In one Coastal SC city, I had nightmares of being in an accident and the ambulance crews from several different districts had to call in their respective city councils as my right arm was in one city, left arm in another, etc…
The economic argument seems convoluted to me as the real money-makers were in the city and the suburbs only means of economy was to tax the houses people came home to at night.
[[ I really don’t get this idea that people in the suburbs should reap the benefits of being near a city but not having to carry any of the costs.]]

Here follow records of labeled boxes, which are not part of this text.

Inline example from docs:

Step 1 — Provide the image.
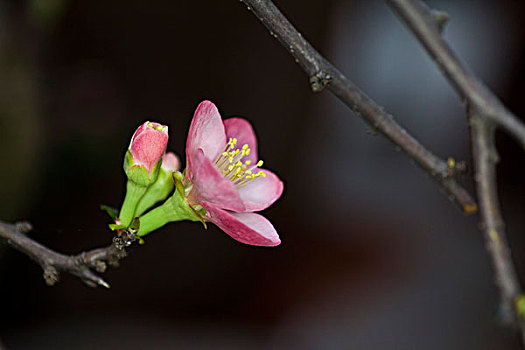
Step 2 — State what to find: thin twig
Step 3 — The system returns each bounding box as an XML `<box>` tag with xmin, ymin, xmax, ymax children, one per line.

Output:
<box><xmin>385</xmin><ymin>0</ymin><xmax>525</xmax><ymax>147</ymax></box>
<box><xmin>386</xmin><ymin>0</ymin><xmax>525</xmax><ymax>343</ymax></box>
<box><xmin>0</xmin><ymin>221</ymin><xmax>126</xmax><ymax>288</ymax></box>
<box><xmin>469</xmin><ymin>109</ymin><xmax>525</xmax><ymax>341</ymax></box>
<box><xmin>242</xmin><ymin>0</ymin><xmax>477</xmax><ymax>214</ymax></box>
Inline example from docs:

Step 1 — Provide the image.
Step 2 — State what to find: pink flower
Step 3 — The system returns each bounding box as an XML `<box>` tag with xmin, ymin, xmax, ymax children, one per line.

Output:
<box><xmin>161</xmin><ymin>152</ymin><xmax>180</xmax><ymax>172</ymax></box>
<box><xmin>186</xmin><ymin>101</ymin><xmax>283</xmax><ymax>246</ymax></box>
<box><xmin>129</xmin><ymin>122</ymin><xmax>168</xmax><ymax>173</ymax></box>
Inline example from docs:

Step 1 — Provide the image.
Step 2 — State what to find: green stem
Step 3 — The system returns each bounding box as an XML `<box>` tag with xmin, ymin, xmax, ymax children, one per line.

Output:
<box><xmin>135</xmin><ymin>169</ymin><xmax>174</xmax><ymax>216</ymax></box>
<box><xmin>119</xmin><ymin>180</ymin><xmax>148</xmax><ymax>226</ymax></box>
<box><xmin>137</xmin><ymin>191</ymin><xmax>204</xmax><ymax>236</ymax></box>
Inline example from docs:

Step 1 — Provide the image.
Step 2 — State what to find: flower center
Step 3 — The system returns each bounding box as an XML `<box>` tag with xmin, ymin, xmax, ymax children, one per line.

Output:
<box><xmin>215</xmin><ymin>138</ymin><xmax>266</xmax><ymax>188</ymax></box>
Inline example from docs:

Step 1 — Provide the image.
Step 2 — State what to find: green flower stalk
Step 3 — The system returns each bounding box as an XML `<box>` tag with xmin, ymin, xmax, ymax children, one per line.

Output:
<box><xmin>137</xmin><ymin>171</ymin><xmax>206</xmax><ymax>237</ymax></box>
<box><xmin>135</xmin><ymin>152</ymin><xmax>180</xmax><ymax>216</ymax></box>
<box><xmin>118</xmin><ymin>122</ymin><xmax>168</xmax><ymax>226</ymax></box>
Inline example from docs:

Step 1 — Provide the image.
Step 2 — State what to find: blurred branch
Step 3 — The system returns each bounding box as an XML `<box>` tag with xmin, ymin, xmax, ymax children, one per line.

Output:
<box><xmin>386</xmin><ymin>0</ymin><xmax>525</xmax><ymax>344</ymax></box>
<box><xmin>468</xmin><ymin>109</ymin><xmax>525</xmax><ymax>340</ymax></box>
<box><xmin>385</xmin><ymin>0</ymin><xmax>525</xmax><ymax>147</ymax></box>
<box><xmin>0</xmin><ymin>221</ymin><xmax>126</xmax><ymax>288</ymax></box>
<box><xmin>242</xmin><ymin>0</ymin><xmax>477</xmax><ymax>214</ymax></box>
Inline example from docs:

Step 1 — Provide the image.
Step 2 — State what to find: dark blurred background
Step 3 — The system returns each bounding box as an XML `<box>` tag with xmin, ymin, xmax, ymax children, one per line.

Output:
<box><xmin>0</xmin><ymin>0</ymin><xmax>525</xmax><ymax>350</ymax></box>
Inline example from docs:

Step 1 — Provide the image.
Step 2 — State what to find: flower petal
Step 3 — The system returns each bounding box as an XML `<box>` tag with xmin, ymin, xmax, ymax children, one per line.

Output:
<box><xmin>190</xmin><ymin>149</ymin><xmax>244</xmax><ymax>211</ymax></box>
<box><xmin>186</xmin><ymin>101</ymin><xmax>226</xmax><ymax>177</ymax></box>
<box><xmin>224</xmin><ymin>118</ymin><xmax>257</xmax><ymax>163</ymax></box>
<box><xmin>129</xmin><ymin>122</ymin><xmax>168</xmax><ymax>173</ymax></box>
<box><xmin>201</xmin><ymin>202</ymin><xmax>281</xmax><ymax>247</ymax></box>
<box><xmin>238</xmin><ymin>169</ymin><xmax>284</xmax><ymax>211</ymax></box>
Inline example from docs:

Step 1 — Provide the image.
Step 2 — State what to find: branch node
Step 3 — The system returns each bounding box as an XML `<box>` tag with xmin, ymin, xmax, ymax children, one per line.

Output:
<box><xmin>93</xmin><ymin>260</ymin><xmax>108</xmax><ymax>273</ymax></box>
<box><xmin>310</xmin><ymin>70</ymin><xmax>332</xmax><ymax>92</ymax></box>
<box><xmin>15</xmin><ymin>221</ymin><xmax>33</xmax><ymax>234</ymax></box>
<box><xmin>44</xmin><ymin>265</ymin><xmax>59</xmax><ymax>286</ymax></box>
<box><xmin>430</xmin><ymin>10</ymin><xmax>449</xmax><ymax>34</ymax></box>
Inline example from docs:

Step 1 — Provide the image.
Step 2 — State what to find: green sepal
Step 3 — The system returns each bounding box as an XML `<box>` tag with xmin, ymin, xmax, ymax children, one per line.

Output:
<box><xmin>172</xmin><ymin>170</ymin><xmax>186</xmax><ymax>196</ymax></box>
<box><xmin>124</xmin><ymin>149</ymin><xmax>162</xmax><ymax>187</ymax></box>
<box><xmin>135</xmin><ymin>167</ymin><xmax>174</xmax><ymax>216</ymax></box>
<box><xmin>100</xmin><ymin>204</ymin><xmax>118</xmax><ymax>220</ymax></box>
<box><xmin>137</xmin><ymin>186</ymin><xmax>206</xmax><ymax>236</ymax></box>
<box><xmin>118</xmin><ymin>180</ymin><xmax>148</xmax><ymax>227</ymax></box>
<box><xmin>108</xmin><ymin>224</ymin><xmax>127</xmax><ymax>231</ymax></box>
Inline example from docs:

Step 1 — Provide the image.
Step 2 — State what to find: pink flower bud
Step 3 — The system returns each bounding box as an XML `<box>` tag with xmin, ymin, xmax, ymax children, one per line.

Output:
<box><xmin>162</xmin><ymin>152</ymin><xmax>180</xmax><ymax>171</ymax></box>
<box><xmin>129</xmin><ymin>122</ymin><xmax>168</xmax><ymax>173</ymax></box>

One of the few really forward-thinking things that N.C. did decades ago was allow municipalities to annex adjoining unincorporated areas involuntarily as long as the population density was at least two people per square mile and the municipality demonstrated the ability to legal commit, within X time, to provide fire and police protection, water and sewer service and other such services. (A lot of suburban development was already on city water/sewer and paying twice the in-city rate, so to some extent they benefited on the deal.) So businesses and residents who benefited from geographic proximity to civilization eventually had to bear their fair share of the costs of that civilization. Cruel but fair, say I.
Unfortunately, the flying monkeys that took over the legislature in 2010 are about to ban involuntary annexation. It’s a way to get back at the larger cities, which, while creating the bulk of jobs, also tend to vote Democratic and be home to larger proportions of African Americans and other racial and ethnic minorities.